Re: Project: 3867 (Run 1685, Clone 0, Gen 3) Early Unit End

Posted: Sun Jun 19, 2011 12:12 am
by GreyWhiskers
How did you shut the v7 FAHControl GUI? Did you "carefully" pause the slots, then exit the GUI?

Anecdotally, I've been reporting on an instance where I got similar results when I "carefully" paused the core, then exited the GUI on a Project: 3866 prior to reboot. But, I had two reboots of the WU that I picked up next, Project: 3865 (Run 9337, Clone 0, Gen 1); I just let Windows do its crude termination - and the client/core a6 picked up the WU from its checkpoint and proceeded normally.

This may or may not be the issue, but "pulling the plug" seemed to be better than careful shutdown. :eo

See thread Re: Project: 3866 (Run 2597, Clone 0, Gen 0)
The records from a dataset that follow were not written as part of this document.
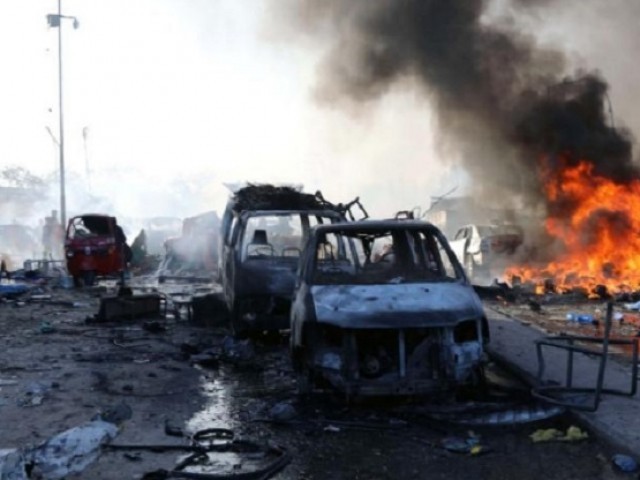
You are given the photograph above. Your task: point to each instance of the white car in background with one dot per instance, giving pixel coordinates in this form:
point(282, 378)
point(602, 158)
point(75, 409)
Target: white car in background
point(479, 247)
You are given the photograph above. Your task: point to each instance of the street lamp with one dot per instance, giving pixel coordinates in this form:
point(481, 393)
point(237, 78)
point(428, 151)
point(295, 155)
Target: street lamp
point(55, 20)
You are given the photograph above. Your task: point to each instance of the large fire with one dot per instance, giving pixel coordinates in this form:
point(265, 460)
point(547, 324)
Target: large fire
point(595, 224)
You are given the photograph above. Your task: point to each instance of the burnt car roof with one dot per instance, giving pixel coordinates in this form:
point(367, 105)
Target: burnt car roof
point(377, 225)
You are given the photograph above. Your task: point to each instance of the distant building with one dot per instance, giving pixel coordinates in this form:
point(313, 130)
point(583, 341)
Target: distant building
point(449, 214)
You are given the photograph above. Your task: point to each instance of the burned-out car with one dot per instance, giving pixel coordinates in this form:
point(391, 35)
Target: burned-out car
point(384, 308)
point(262, 232)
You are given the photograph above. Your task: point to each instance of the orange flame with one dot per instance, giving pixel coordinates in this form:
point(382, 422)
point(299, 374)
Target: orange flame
point(597, 222)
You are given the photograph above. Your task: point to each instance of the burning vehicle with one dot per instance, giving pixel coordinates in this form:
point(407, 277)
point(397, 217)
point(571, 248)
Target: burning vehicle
point(263, 230)
point(481, 246)
point(95, 245)
point(384, 308)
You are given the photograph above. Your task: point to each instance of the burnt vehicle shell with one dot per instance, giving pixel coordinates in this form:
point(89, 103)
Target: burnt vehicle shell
point(258, 285)
point(394, 338)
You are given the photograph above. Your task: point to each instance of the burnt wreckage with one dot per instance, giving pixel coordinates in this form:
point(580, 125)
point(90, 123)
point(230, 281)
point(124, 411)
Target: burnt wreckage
point(262, 232)
point(384, 308)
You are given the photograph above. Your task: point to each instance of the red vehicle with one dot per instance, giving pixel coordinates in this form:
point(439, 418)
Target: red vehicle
point(95, 245)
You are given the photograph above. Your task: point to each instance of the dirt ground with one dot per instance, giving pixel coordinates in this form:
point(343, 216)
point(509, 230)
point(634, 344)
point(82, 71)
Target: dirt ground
point(57, 371)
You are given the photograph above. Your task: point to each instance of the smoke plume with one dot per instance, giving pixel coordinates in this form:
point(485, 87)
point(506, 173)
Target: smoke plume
point(501, 100)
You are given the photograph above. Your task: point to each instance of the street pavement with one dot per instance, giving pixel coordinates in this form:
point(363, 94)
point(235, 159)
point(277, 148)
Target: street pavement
point(617, 420)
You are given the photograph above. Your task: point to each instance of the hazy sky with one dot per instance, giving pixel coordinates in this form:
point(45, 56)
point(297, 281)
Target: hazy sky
point(182, 95)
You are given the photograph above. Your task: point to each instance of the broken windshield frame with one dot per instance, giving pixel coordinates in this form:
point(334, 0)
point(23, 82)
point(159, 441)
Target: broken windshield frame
point(382, 256)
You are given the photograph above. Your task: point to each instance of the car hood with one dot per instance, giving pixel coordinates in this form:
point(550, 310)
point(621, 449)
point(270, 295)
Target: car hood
point(395, 306)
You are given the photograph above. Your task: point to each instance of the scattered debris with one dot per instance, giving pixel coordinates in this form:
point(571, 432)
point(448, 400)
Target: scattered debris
point(283, 412)
point(573, 434)
point(624, 463)
point(469, 445)
point(125, 307)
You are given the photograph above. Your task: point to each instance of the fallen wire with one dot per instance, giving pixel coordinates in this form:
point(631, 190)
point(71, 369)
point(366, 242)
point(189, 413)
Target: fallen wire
point(218, 440)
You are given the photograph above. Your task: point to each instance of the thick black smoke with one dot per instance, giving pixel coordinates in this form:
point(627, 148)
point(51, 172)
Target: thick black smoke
point(501, 101)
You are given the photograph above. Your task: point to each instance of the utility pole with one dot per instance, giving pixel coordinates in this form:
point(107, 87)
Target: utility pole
point(55, 20)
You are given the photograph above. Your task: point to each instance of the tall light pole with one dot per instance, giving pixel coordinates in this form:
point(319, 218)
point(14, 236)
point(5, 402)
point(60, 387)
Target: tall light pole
point(55, 20)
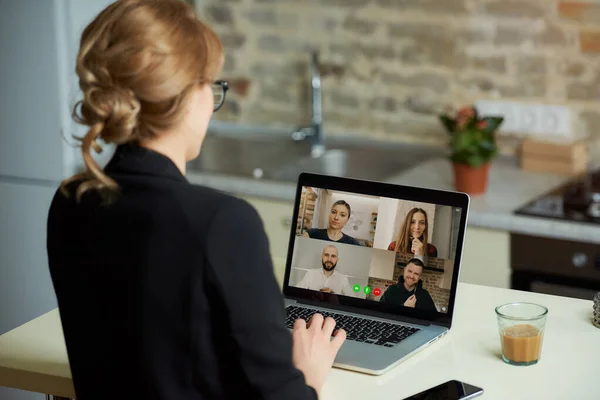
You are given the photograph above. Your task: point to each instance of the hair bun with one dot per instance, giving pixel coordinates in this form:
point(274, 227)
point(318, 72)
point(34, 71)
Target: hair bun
point(116, 108)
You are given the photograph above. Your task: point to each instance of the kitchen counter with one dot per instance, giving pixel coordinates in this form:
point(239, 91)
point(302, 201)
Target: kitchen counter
point(509, 188)
point(33, 356)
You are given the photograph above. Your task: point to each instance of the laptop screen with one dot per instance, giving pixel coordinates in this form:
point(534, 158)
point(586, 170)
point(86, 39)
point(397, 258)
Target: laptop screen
point(396, 253)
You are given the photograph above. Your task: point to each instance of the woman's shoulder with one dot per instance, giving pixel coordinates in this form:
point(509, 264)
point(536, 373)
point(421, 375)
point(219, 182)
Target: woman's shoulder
point(431, 249)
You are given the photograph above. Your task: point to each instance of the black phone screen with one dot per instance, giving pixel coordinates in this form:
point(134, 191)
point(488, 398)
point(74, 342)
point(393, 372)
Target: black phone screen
point(451, 390)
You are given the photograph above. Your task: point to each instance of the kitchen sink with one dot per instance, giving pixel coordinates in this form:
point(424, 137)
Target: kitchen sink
point(279, 158)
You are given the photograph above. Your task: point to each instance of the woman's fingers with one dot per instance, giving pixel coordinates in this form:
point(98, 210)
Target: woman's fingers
point(316, 322)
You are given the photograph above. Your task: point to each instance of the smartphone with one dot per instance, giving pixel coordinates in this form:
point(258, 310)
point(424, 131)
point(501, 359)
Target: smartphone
point(451, 390)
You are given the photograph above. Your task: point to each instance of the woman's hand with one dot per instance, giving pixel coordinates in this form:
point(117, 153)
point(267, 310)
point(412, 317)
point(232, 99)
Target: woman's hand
point(314, 350)
point(417, 247)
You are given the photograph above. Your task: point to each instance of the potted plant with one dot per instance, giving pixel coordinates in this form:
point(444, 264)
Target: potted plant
point(473, 146)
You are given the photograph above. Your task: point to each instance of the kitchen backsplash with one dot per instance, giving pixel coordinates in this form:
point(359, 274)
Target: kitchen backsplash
point(390, 66)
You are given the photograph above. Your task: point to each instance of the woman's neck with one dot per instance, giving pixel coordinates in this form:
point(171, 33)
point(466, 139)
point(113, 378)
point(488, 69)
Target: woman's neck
point(169, 146)
point(334, 234)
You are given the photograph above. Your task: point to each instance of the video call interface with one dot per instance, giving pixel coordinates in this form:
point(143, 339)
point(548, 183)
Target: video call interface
point(397, 252)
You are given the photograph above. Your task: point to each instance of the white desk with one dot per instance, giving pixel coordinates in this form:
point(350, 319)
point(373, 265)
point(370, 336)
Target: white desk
point(33, 356)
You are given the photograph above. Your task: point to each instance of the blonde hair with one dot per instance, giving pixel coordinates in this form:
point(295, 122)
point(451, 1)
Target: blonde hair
point(403, 242)
point(138, 63)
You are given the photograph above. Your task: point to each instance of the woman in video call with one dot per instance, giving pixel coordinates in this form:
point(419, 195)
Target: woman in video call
point(413, 235)
point(338, 217)
point(166, 289)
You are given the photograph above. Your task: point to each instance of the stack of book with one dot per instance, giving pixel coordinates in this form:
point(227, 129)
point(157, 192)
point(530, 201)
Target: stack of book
point(567, 158)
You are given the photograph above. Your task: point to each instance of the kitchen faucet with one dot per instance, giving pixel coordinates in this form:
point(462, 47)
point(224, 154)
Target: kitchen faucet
point(314, 132)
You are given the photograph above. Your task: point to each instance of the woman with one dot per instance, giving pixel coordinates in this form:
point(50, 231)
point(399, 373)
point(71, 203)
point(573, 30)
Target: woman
point(338, 217)
point(412, 237)
point(166, 289)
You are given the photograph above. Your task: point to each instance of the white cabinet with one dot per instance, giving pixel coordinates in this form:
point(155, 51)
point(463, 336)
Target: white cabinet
point(486, 258)
point(31, 116)
point(277, 219)
point(39, 41)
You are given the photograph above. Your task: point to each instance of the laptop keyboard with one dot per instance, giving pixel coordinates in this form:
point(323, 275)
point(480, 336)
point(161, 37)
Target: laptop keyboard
point(358, 329)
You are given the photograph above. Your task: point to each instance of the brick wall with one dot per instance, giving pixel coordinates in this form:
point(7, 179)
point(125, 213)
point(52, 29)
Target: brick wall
point(391, 65)
point(430, 283)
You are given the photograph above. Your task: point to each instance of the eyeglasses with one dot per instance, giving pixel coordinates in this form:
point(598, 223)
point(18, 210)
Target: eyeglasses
point(219, 89)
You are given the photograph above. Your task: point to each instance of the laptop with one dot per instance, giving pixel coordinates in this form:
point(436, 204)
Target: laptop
point(382, 259)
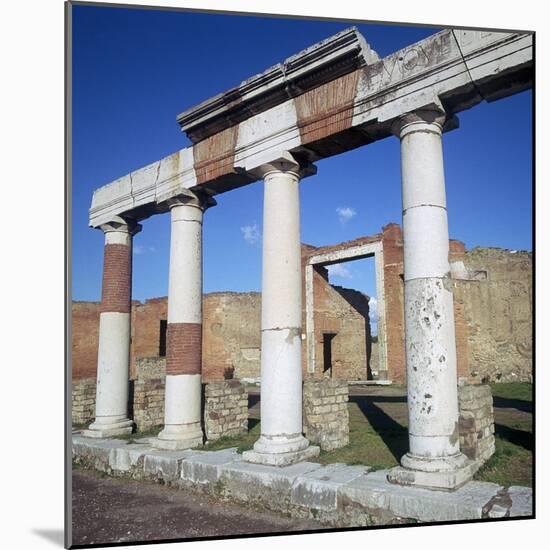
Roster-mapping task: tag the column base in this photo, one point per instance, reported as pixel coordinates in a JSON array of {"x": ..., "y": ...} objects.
[
  {"x": 179, "y": 438},
  {"x": 281, "y": 451},
  {"x": 102, "y": 427},
  {"x": 443, "y": 474}
]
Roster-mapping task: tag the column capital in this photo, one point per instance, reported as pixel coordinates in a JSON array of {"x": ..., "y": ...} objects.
[
  {"x": 428, "y": 119},
  {"x": 121, "y": 225},
  {"x": 283, "y": 162},
  {"x": 198, "y": 199}
]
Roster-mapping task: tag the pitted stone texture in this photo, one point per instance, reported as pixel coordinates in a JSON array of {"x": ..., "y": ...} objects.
[
  {"x": 325, "y": 413},
  {"x": 476, "y": 422},
  {"x": 522, "y": 501},
  {"x": 225, "y": 409},
  {"x": 269, "y": 485},
  {"x": 96, "y": 453},
  {"x": 319, "y": 489},
  {"x": 127, "y": 458},
  {"x": 165, "y": 465},
  {"x": 373, "y": 491},
  {"x": 205, "y": 468}
]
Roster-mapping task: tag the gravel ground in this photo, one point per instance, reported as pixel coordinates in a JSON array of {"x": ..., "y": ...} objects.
[{"x": 120, "y": 510}]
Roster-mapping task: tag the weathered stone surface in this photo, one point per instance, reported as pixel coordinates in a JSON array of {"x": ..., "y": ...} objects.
[
  {"x": 373, "y": 491},
  {"x": 165, "y": 465},
  {"x": 319, "y": 489},
  {"x": 205, "y": 468},
  {"x": 96, "y": 453},
  {"x": 270, "y": 485},
  {"x": 522, "y": 501},
  {"x": 127, "y": 457}
]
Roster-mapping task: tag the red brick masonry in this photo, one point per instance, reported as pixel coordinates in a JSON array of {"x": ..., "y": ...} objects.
[
  {"x": 183, "y": 348},
  {"x": 117, "y": 278}
]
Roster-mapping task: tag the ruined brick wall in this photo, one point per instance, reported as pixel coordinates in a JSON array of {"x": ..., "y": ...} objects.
[
  {"x": 341, "y": 323},
  {"x": 476, "y": 422},
  {"x": 498, "y": 311},
  {"x": 148, "y": 402},
  {"x": 225, "y": 409},
  {"x": 85, "y": 335},
  {"x": 325, "y": 413},
  {"x": 231, "y": 335},
  {"x": 83, "y": 400}
]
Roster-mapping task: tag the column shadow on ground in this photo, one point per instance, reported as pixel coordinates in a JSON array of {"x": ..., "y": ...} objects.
[
  {"x": 517, "y": 437},
  {"x": 394, "y": 435}
]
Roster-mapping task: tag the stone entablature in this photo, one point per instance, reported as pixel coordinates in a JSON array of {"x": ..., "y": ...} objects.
[{"x": 451, "y": 70}]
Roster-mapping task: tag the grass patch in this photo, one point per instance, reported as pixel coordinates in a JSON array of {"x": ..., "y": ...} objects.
[
  {"x": 510, "y": 465},
  {"x": 243, "y": 442}
]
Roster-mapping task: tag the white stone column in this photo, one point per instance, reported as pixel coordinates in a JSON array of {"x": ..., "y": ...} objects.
[
  {"x": 281, "y": 441},
  {"x": 182, "y": 415},
  {"x": 434, "y": 458},
  {"x": 113, "y": 359}
]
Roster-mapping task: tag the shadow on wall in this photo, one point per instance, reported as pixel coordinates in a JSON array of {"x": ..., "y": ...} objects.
[{"x": 360, "y": 302}]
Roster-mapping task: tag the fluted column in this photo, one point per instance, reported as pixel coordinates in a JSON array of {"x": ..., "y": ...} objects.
[
  {"x": 114, "y": 332},
  {"x": 434, "y": 458},
  {"x": 182, "y": 416},
  {"x": 281, "y": 441}
]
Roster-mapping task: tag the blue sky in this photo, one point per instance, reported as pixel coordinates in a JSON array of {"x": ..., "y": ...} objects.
[{"x": 135, "y": 70}]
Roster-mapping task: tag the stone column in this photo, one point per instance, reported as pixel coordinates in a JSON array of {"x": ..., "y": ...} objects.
[
  {"x": 281, "y": 441},
  {"x": 182, "y": 414},
  {"x": 434, "y": 458},
  {"x": 111, "y": 417}
]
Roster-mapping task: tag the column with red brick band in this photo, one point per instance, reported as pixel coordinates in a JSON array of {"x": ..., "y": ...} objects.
[
  {"x": 113, "y": 359},
  {"x": 434, "y": 458},
  {"x": 182, "y": 416},
  {"x": 281, "y": 441}
]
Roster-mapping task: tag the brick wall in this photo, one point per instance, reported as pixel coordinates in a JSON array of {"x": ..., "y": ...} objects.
[
  {"x": 493, "y": 321},
  {"x": 148, "y": 403},
  {"x": 85, "y": 337},
  {"x": 476, "y": 422},
  {"x": 225, "y": 409},
  {"x": 325, "y": 413},
  {"x": 83, "y": 400}
]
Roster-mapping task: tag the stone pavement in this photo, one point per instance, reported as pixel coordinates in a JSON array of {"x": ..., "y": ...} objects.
[{"x": 335, "y": 494}]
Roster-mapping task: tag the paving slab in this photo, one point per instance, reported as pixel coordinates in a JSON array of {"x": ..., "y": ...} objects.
[
  {"x": 98, "y": 451},
  {"x": 522, "y": 501},
  {"x": 205, "y": 468},
  {"x": 271, "y": 484},
  {"x": 165, "y": 465},
  {"x": 374, "y": 491},
  {"x": 319, "y": 488},
  {"x": 124, "y": 458}
]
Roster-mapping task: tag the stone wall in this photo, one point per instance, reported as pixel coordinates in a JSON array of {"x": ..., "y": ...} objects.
[
  {"x": 148, "y": 403},
  {"x": 83, "y": 400},
  {"x": 325, "y": 413},
  {"x": 499, "y": 311},
  {"x": 493, "y": 322},
  {"x": 476, "y": 422},
  {"x": 225, "y": 409}
]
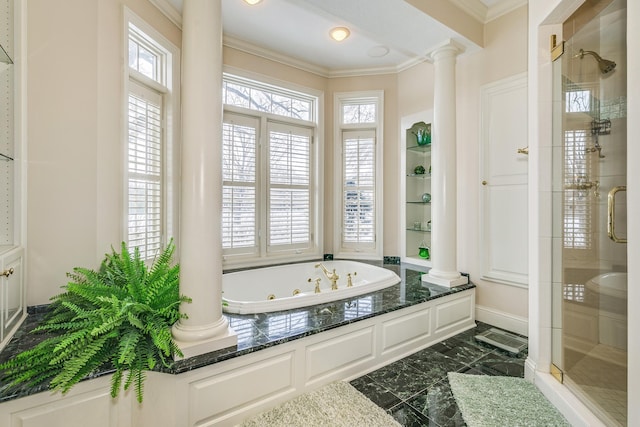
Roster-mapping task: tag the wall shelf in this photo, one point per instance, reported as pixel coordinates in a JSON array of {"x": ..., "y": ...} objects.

Re: Project: 3867 (Run 1685, Clone 0, Gen 3) Early Unit End

Posted: Sun Jun 19, 2011 2:19 am
by karlinhigh
Well, this is version 6.23, not 7. I just haven't set one of those up yet. But thanks for the advice; I'll keep that in mind once I upgrade.

Re: Project: 3867 (Run 1685, Clone 0, Gen 3) Early Unit End

Posted: Sun Jun 19, 2011 3:06 am
by bruce
GreyWhiskers wrote:Anecdotally, I've been reporting on an instance where I got similar results when I "carefully" paused the core, then exited the GUI on a Project: 3866 prior to reboot. But, I had two reboots of the WU that I picked up next, Project: 3865 (Run 9337, Clone 0, Gen 1); I just let Windows do its crude termination - and the client/core a6 picked up the WU from its checkpoint and proceeded normally.

This may or may not be the issue, but "pulling the plug" seemed to be better than careful shutdown. :eo
Shutting down a couple of times can lead to anecdotal conclusions that may be right and may be wrong (based on the extremely small sample size). I think it's fair to say that nobody yet knows why core A6 restarts sometimes and fails other times. Development is working on isolating and fixing the bug so I'm confident that we'll see a new version of Core_a6 one of these days.
karlinhigh wrote:Well, this is version 6.23, not 7. I just haven't set one of those up yet. But thanks for the advice; I'll keep that in mind once I upgrade.
Both clients are running the same Core A6 so there's no obvious reason for the problem to be different.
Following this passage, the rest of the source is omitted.